I don't change my own oil on the C6 or in the GTO. It's just too difficult. The C6 won't go up ramps and requires pucks to jack it and is easily damaged. The GTO's skid plate is a pain in the butt. I do check my oil once a week. I check it in the morning before it has been started to get an accurate reading. The level has not gone down on any of my LSx engined vehicles.

As far as looking at the level in your jugs after an oil change, I think that would be a better indicator that you are not getting all of the oil out of the engine during your oil change if the dipstick shows full. Now if you notice the oil level steadily progressing downward on the dipstick you can definately say there is either oil loss or consumption.

I'd also be disapointed if any vehicle I had with 10,000 or less miles used any oil. Hell my lawn mower uses less than that.


----------



## CopperD (Apr 22, 2006)

The LS2 engine I had ate alot of oil to and I ended up with one cylinder with severe slapping. Sadly this seems like a little to common issue.


----------



## burnz (Jul 26, 2006)

CopperD said:


> The LS2 engine I had ate alot of oil to and I ended up with one cylinder with severe slapping. Sadly this seems like a little to common issue.
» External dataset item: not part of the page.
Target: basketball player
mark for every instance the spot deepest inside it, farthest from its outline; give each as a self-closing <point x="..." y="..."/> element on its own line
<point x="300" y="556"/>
did you have the dealer take care of this under warranty, and was that the old motor out of your gto. thanx.


----------



## TWOBIT (Aug 26, 2006)

dealer told me 1 quart per 2000 miles is in gm compliance


----------



## burnz (Jul 26, 2006)

TWOBIT said:


> dealer told me 1 quart per 2000 miles is in gm compliance


yep, thats what they say .94 qts per 2000 miles. my car is doing alot better know. I'm down to about 3/4 qt to 3000 miles


----------